M. Remaud qui nous avait gratifiés, il n’y a pas si longtemps, d’un beau livre sur les rapports entre juifs et chrétiens (voir VC 74, p. 349), nous offre maintenant une série d’études sur l’éclairage que la tradition rabbinique apporte à la compréhension du Nouveau Testament [10]. L’idée sous-jacente est simple et de plus en plus fréquemment répétée depuis R. Le Déaut et L. Bouyer ; elle finit même par être connue : les premiers chrétiens ont hérité d’une Bible interprétée, donc pour comprendre les auteurs du Nouveau Testament, il faut aussi connaître la tradition interprétante des Écritures auxquelles ils se référaient. Malheureusement, et le plus souvent faute de connaissance suffisante de cette tradition, peu d’exégètes sont capables de tirer les conséquences pratiques d’une telle découverte. M. Remaud qui fréquente celle-ci depuis bientôt trente ans n’est pas de ceux-là et en fournit la preuve éclatante à travers douze études particulières et deux autres plus théoriques qui les encadrent (chap. 1 : « Du bon usage des sources juives pour l’intelligence du Nouveau Testament » ; chap. 14 : « Lecture juive et chrétienne de l’Écriture »). Tout en laissant le soin au lecteur de se laisser surprendre par le parcours proposé, deux points remarquables et liés entre eux me semblent devoir être soulignés dans la démarche de l’auteur. D’une part, la tradition juive n’est pas utilisée comme une carrière ou un réservoir à citations (façon Strack-Billerbeck) ; d’autre part cette tradition juive, d’abord étudiée pour elle-même, est saisie dans sa dynamique propre et sa cohérence. Le chemin est assurément plus long et demande plus d’efforts. Il est gage de respect. Dommage qu’en décidant de la fermeture du centre chrétien d’études juives de Jérusalem (Institut Ratisbonne), dont faisait partie M. Remaud, certains ne l’aient pas perçu et aient contribué à retarder d’autant cet investissement indispensable et les fruits qu’on pouvait en attendre !

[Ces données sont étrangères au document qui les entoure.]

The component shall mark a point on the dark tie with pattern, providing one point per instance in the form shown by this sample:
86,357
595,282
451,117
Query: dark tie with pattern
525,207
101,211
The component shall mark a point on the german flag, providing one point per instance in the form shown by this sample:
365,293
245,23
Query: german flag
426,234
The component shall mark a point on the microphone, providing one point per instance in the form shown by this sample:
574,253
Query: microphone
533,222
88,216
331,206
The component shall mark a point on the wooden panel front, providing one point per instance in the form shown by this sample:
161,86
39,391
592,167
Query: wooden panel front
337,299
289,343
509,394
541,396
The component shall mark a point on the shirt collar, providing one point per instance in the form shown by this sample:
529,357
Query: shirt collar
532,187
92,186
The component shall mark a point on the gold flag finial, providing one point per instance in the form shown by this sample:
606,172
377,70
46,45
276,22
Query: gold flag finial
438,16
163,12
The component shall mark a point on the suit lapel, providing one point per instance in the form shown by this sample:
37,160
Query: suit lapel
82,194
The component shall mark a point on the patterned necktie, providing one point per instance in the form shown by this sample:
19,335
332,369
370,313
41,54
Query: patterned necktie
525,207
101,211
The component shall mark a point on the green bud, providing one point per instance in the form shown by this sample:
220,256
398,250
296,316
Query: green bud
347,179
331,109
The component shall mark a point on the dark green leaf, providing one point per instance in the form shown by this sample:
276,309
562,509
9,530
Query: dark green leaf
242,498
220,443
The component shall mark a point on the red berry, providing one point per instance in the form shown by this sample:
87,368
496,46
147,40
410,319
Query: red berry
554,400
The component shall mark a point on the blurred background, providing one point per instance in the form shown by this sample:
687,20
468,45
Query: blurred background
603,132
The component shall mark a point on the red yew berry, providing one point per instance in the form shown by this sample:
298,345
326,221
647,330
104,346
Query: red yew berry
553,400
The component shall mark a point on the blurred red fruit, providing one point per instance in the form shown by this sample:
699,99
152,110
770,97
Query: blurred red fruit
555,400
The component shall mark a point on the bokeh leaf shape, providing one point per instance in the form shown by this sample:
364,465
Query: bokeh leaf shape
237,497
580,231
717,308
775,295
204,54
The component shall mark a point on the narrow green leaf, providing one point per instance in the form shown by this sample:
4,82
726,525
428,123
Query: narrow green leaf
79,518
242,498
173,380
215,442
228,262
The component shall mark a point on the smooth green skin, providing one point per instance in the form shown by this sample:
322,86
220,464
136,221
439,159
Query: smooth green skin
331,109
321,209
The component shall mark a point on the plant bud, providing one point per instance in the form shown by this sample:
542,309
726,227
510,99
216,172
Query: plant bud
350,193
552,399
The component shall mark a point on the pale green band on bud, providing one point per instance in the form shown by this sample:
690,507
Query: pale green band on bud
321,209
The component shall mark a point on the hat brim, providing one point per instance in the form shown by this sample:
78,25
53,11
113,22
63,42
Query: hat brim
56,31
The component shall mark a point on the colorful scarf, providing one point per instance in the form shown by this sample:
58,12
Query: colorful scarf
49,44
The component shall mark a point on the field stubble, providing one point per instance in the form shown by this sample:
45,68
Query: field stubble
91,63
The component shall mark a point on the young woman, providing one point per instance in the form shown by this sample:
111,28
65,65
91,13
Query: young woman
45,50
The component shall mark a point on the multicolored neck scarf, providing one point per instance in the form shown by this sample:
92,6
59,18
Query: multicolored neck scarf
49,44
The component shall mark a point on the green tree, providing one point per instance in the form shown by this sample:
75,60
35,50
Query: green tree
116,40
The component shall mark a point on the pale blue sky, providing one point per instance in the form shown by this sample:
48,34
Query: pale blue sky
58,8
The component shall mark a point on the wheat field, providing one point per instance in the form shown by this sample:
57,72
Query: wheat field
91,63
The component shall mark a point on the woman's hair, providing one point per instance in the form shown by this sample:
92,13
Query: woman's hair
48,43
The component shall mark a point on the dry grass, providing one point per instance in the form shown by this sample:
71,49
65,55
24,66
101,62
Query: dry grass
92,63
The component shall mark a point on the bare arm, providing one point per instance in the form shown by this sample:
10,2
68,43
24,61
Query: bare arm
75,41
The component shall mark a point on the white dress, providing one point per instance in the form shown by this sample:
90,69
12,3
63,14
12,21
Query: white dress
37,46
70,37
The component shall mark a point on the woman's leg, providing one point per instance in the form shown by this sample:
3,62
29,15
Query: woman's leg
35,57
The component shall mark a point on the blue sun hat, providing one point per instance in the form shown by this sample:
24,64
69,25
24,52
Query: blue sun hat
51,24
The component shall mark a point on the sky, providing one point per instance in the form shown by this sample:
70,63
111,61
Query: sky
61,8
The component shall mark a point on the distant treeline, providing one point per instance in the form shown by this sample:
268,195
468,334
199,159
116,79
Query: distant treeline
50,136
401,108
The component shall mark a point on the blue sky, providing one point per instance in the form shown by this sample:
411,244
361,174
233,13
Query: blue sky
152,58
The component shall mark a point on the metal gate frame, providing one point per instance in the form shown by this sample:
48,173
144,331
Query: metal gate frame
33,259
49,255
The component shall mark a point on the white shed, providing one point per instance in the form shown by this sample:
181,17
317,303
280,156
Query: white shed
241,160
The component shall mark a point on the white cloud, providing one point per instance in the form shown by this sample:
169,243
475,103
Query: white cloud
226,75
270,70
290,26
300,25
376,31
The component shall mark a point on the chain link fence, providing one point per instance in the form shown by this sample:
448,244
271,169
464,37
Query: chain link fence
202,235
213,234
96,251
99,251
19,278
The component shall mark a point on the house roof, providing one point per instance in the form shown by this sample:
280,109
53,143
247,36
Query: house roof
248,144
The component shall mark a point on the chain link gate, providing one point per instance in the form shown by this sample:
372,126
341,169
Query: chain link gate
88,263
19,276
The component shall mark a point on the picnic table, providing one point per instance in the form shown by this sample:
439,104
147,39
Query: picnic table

Comme l’a bien montré P. Ricœur et comme l’illustre la narratologie, le récit biblique (comme tout récit) est déjà en lui-même gros d’une implication éthique et d’une capacité transformante. Est-ce à dire que le lien entre morale et Bible s’épuise dans cette rencontre entre le texte et son lecteur ? En adoptant une démarche pluridisciplinaire, l’ouvrage dirigé par P. Bordeyne et réunissant une équipe d’enseignants de l’Institut catholique de Paris [11] retrace l’histoire d’un intérêt réciproque et fait droit à la complexité du rapport qui unit les deux termes. La Bible, en effet, n’est ni un livre de recettes, ni un argumentaire disponible à l’usage d’une morale élaborée déductivement à partir de principes premiers. En même temps, la vie de la Parole s’étiole si elle ne renouvelle pas la vie présente de ceux qui la fréquentent et la théologie morale s’éloigne de sa source en ignorant les Écritures. Comme le montrent les différentes études et notamment le dossier pratique consacré à « l’étranger », la simplicité de Dieu et la diversité des situations humaines obligent à solliciter d’autres médiations (philosophique, théologique, spirituelle…) pour articuler ce qui est finalement hétérogène : la Bible est un corpus ; la morale, une science de l’action. Dès lors, la question se déplace et ne concerne plus tant la théorisation d’une dualité abstraite (Bible et morale), mais la manière dont le bibliste et le moraliste peuvent contribuer à éclairer une question éthique et à opérer un discernement à partir de l’actualité et de leur propre implication historique de sujet interprétant (une situation, un texte, des acteurs et des herméneutes situés). De ce point de vue, et parmi les riches contributions de ce volume, celles des moralistes G. Médevielle (« Le bibliste et le moraliste : un éclairage mutuel de la responsabilité théologique ») et P. Bordeyne (« Les promesses d’une collaboration renouvelée entre biblistes et moralistes ») m’ont paru particulièrement suggestives.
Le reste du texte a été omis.